Ein Bauer in Dänemark erfindet das Gemüse neu: Søren Wiuff isst Lauchblütenstiele, Spargelgrün, Hanfblätter – und kultiviert entsprechend auch seine Felder. Kein Wunder, arbeitet er eng zusammen mit Kopenhagens Avantgarde-Köchen. Wir besuchten den Mann, der gemäß Starkoch René Redzepi »der beste Bauer der Welt« ist.

„Die Bauern sagten zu mir: Verdammt, wieso haben wir das nicht schon immer so gegessen?“ Søren Wiuff erzählt bei einem Spaziergang über seine Felder, wie er eine Runde Freunde bekochte. „Ich servierte ihnen die Blütenstiele des geschossenen Lauchs. Sie waren hin und weg.“ Am Lauch sei das eben das beste Stück, fügt er an, vor allem das Mark des Blütenstiels schmecke hervorragend. Alles vom Gemüse essen, das praktiziert Wiuff seit Jahren und Jahrzehnten. Leicht amüsiert erzählt er, wie ein Koch in Kopenhagen vor einigen Jahren für sich beanspruchte, das Essen von Lauchblütenstielen erfunden zu haben: „Ich mache das schon ewig so. Eigentlich erfindet man ja selten etwas Neues – irgendwo auf der Welt hat es immer schon jemand gemacht.“

So merken auch wir: Was für uns teilweise erst seit der Recherche zu diesem Buch auf dem Speiseplan steht und neu ist, landet bei Søren Wiuff schon lange im Kochtopf. „Zum Beispiel Favabohnen, die man normalerweise aus der Schale löst, kann man auch ganz essen, mit der Hülse. Ich grille sie, dann ist das Äußere knusprig und essbar.“ Tomatengrün? „Hab ich auch schon probiert. Ich habs in eine Suppe gegeben, klein gehackt, schmeckt ganz gut.“ Spargelgrün? „Auch schön, zum Spargel serviert.“ Zu den Spargelbeeren allerdings bemerkt er: „Die habe ich zwar probiert, aber sie schmecken wirklich nicht gut.“ Spargelbeeren sind denn auch leicht giftig.

Wiuff lässt es nicht bei persönlichen Küchenversuchen bewenden. So ergriff er etwa die Initiative für ein Spargelwurzel-Bier, das eine dänische Kleinbrauerei nun aus seinem Gemüse herstellt. Die Wurzeln ersetzen den Hopfen und sorgen für den Bitterstoff. Das Resultat ist ein eher mildes Bier, das Spargelaroma ist sowohl in der Nase als auch im Mund klar erkennbar und schmeckt sehr gut. Auf die Spargelwurzel kam Wiuff aus historischen Gründen. Er recherchierte, wo Spargel erstmals kultiviert wurde und fand dabei heraus, dass in China die Wurzeln früher als Medizin gegen Nierenbeschwerden eingesetzt wurden. „Das passt doch wunderbar zum Genuss von Alkohol“, fügt er mit einem schelmischen, fröhlichen Lachen an. „Die Medizin gegen Alkoholvergiftung ist quasi in meinem Bier bereits enthalten.“ Wiuff hat sichtlich Spaß an solchen Ideen.

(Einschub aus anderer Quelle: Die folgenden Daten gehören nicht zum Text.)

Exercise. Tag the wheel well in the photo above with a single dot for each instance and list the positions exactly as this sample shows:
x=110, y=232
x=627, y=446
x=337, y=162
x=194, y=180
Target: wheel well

„Leaf to Root“ schwingt bei vielem mit, was der Bauer macht. Zum ersten Mal kam er bewusst darauf, als er in den Neunzigerjahren einem Koch in Kopenhagen sehr kleine Fenchel liefern sollte. Da diese noch so klein waren, konnte er sie ganz einfach aus der Erde ziehen. „»Da habe ich dann auch die Wurzel probiert; sie schmeckt fast wie Petersilienwurzel und ist sehr gut, um beispielsweise Fonds zu aromatisieren“, sagt er. „So kam ich auf die Frage, wieso wir eigentlich von gewissen Pflanzen nur dieses und von anderen wiederum nur ein anderes Stück essen. Das ist doch schade.“

Das brachte den Bauern auf die Idee, Gemüse speziell für Teile zu kultivieren, die man sonst nirgends kaufen kann. So hat er mittlerweile ein ganzes Feld Wilden Fenchel. Natürlich, weil es einfach schön sei. Aber auch, weil er den Fenchel von der Blüte bis zur Wurzel verwendet. Liebstöckel baut er nicht nur wegen des Krauts an, sondern vor allem wegen der Wurzel, die dann in den angesagten Kopenhagener Restaurants wie etwa dem „Bror“ für Furore sorgt: fermentiert oder mit Randensaft gegart – und schließlich als exotisches Highlight von der Küchencrew auf Facebook gepostet.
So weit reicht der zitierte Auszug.